Un raduno di biciclette in città

 ORISTANO. Tutti in corteo per dire no alle auto. Ma all'improvviso compaiono gli uomini della Digos e il flash mob organizzato dal gruppo Critical Mass rischia di finire con alcune denunce. L'evento organizzato come al solito grazie al tam tam su internet - in particolare su Facebook - era solo l'ultimo di una serie che va avanti da mesi. Ci si dà appuntamento, ci si incontra e si cerca di ostacolare il più possibile il traffico delle auto a tutto vantaggio dei mezzi di locomozione non inquinanti.  Un proposito lodevole, messo in pratica in tante altre città del mondo e di dimensioni assai maggiori rispetto a quelle di Oristano, dove comunque le quattroruote spopolano.

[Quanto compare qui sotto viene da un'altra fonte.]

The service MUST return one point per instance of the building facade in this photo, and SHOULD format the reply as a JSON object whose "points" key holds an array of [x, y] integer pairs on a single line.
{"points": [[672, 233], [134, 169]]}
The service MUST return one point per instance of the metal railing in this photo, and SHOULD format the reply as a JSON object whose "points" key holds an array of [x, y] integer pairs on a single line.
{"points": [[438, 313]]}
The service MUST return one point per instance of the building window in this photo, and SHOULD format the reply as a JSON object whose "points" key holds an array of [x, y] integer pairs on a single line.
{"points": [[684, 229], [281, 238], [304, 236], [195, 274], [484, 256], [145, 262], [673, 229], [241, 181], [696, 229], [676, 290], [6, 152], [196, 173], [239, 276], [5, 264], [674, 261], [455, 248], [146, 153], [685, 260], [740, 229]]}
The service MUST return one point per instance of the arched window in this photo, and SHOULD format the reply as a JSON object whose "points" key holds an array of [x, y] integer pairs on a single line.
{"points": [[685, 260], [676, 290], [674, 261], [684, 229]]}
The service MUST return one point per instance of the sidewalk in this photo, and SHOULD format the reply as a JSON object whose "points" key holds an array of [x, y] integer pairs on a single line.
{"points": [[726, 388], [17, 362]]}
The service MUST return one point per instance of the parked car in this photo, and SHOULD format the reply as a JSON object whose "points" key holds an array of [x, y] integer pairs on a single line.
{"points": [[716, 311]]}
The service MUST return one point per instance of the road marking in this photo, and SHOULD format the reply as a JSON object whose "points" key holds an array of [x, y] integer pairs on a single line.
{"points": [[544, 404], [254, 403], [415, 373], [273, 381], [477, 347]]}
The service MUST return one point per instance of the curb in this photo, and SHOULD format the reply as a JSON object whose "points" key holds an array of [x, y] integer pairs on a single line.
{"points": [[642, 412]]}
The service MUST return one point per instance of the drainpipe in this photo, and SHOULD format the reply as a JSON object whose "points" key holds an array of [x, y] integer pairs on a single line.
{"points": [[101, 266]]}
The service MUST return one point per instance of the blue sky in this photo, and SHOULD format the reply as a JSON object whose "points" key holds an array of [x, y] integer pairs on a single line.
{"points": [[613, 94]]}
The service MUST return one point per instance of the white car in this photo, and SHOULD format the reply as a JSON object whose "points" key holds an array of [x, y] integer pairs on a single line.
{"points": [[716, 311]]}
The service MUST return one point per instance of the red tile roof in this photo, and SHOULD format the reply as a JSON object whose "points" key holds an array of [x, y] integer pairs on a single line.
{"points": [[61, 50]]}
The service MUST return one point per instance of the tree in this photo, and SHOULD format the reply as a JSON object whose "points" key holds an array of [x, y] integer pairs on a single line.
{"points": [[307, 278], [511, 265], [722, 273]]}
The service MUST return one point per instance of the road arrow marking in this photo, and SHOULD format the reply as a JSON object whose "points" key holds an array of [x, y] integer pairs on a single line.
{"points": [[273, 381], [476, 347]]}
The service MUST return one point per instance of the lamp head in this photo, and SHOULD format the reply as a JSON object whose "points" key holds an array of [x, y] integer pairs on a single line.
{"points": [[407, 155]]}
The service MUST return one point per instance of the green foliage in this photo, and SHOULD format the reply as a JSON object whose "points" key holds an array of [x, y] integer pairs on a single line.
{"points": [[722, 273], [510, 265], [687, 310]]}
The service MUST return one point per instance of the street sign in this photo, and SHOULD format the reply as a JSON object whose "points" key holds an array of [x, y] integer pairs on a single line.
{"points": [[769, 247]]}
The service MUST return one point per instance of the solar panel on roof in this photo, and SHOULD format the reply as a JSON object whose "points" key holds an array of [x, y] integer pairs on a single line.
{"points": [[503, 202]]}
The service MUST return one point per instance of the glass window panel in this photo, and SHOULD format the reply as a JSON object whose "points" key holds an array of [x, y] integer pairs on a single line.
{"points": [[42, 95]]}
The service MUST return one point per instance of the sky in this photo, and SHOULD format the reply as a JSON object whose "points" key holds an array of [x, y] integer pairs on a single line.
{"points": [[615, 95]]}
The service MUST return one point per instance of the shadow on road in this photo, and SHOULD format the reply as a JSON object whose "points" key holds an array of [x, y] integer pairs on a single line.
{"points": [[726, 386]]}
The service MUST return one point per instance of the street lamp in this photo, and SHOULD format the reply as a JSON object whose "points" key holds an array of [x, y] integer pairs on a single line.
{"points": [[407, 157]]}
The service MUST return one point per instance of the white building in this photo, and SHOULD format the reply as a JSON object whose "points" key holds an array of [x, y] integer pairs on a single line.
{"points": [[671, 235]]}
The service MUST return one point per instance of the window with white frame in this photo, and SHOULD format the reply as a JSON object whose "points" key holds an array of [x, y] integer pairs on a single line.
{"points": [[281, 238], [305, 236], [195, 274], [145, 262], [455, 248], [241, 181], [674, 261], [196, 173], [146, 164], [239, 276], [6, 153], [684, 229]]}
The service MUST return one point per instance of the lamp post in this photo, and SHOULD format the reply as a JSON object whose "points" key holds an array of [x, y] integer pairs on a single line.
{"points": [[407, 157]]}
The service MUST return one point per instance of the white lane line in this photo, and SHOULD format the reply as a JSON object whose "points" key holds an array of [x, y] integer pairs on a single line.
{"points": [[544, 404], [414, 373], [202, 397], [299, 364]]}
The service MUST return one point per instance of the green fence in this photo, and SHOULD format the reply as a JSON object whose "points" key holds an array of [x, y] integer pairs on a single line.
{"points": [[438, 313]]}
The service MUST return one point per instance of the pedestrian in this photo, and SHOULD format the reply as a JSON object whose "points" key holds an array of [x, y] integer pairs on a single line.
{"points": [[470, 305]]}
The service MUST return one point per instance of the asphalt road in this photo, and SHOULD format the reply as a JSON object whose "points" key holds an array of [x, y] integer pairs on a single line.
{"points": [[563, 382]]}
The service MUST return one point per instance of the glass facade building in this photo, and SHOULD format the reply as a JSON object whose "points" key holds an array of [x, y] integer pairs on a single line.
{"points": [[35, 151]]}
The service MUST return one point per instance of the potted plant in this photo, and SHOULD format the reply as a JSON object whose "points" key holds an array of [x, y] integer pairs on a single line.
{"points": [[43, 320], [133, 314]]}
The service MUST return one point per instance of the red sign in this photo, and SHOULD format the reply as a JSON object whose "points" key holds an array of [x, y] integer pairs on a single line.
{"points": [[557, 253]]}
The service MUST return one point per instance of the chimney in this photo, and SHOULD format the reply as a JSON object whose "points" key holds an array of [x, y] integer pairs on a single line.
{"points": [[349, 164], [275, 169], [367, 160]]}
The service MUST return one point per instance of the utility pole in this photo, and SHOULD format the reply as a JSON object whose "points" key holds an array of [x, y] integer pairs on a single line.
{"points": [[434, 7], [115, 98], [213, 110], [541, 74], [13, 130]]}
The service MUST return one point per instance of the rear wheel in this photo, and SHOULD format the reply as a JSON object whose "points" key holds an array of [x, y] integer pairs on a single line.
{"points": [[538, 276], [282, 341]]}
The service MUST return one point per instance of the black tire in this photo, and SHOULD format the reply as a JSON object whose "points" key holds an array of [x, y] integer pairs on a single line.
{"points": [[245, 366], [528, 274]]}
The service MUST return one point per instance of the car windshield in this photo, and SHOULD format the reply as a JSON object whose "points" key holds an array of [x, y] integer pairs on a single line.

Dopo il solito percorso per le vie del centro, una quarantina di ciclisti e pattinatori sono arrivati in piazza Eleonora, dove a dargli il benvenuto non hanno trovato il comitato di accoglienza. C'era invece la Digos che ha preso il nominativo di parecchi di loro. Poi sono arrivati polizia e carabinieri, che hanno minacciato denunce per l'organizzazione di una manifestazione non autorizzata.  Alla fine nessuno finirà di fronte al giudice, ma gli aderenti di Critical Mass ci sono rimasti davvero male: pensavano di fare un servizio di sensibilizzazione e hanno invece rischiato denunce.